I have heard that in order to get rid of this problem, I need to write a shared memory allocator in C++ for SecondLayer's std::vector which is found in the StdVectorWrapper class. I do not fully understand why I need a shared memory allocator and how it works? Any idea?
Is there any readily available source code for this on the internet that I can just compile and use together with my code in SecondLayer?
Note that I am unable to use the boost library for this.
Each executable or dll links to a particular version of the c runtime library, which is what contains the implementation of new and delete. If two modules have different compilers (VC2005 vs VC6) or build settings (Debug vs Release) or other settings (Multithreaded runtime vs non-multithreaded runtime), then they will link to different c runtimes. That becomes a problem if memory allocated by one runtime is freed by a different runtime.
Now, if I'm not mistaken, templates (such as std::vector or std::string) can cause this problem to sneak in where it isn't immediately obvious. The issue comes from the fact that templates are compiled into each module separately.
Example: module 1 uses a vector (thus allocating memory), then passes it as a function parameter to module 2, and then module 2 manipulates the vector causing the memory to be deallocated. In this case, the memory was allocated using module 1's runtime and deallocated using module 2's runtime. If those runtimes are different, then you have a problem.

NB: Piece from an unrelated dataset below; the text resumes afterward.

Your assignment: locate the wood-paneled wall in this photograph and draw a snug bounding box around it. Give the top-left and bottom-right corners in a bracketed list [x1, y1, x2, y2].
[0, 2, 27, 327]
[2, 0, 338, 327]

So given all that, you have two places for potential problems. One is between FirstLayer and SecondLayer if those two modules haven't been compiled with the exact same settings. The other is between SecondLayer and ThirdLayer if any memory is allocated in one and deallocated in the other.
You could write a couple more test programs to confirm which place(s) have problems.
To test FirstLayer-SecondLayer, copy the implementation of the SecondLayer functions into a VC6 program, write just enough code to call those functions in a typical manner, and link only against FirstLayer.
If that first test doesn't fail, or else once you've fixed it, then test SecondLayer-ThirdLayer: copy the ThirdLayer implementation into a VC2005 program, write the code to make typical calls, and link against SecondLayer.
I think you should look at a different solution architecture.
The binary code generated by VC6 stl vector and string is, I believe, different from the code generated by more recent version of VC because of the many stl upgrades. Because of this I don't think your architecture will work as the dlls will have two implementations of std::vector and std::string that are not binary compatible.
My suggested solution is to go back to VC6 and write a new wrapper dll for FirstLayer that exposes it via a pure C API -- this layer will need to be compiled using VC6sp6 to ensure it is binary compatible with FirstLayer. Then use PInvoke in Fourth_Layer to access the VC6 wrapper DLL.
I have found a solution for the problem. Basically, the StdVectorWrapper class which I wrote do not implement deep copy. So all I need to do is to add the following to the StdVectorWrapper class to implement deep copy.
Copy Constructor
Assignment Operator
Deconstructor
Edit: Alternative Solution
An even better solution would be to use clone_ptr for all the elements contained in std::vector as well as for std::vector itself. This eliminates the need for the copy constructor, assignment operator and deconstructor.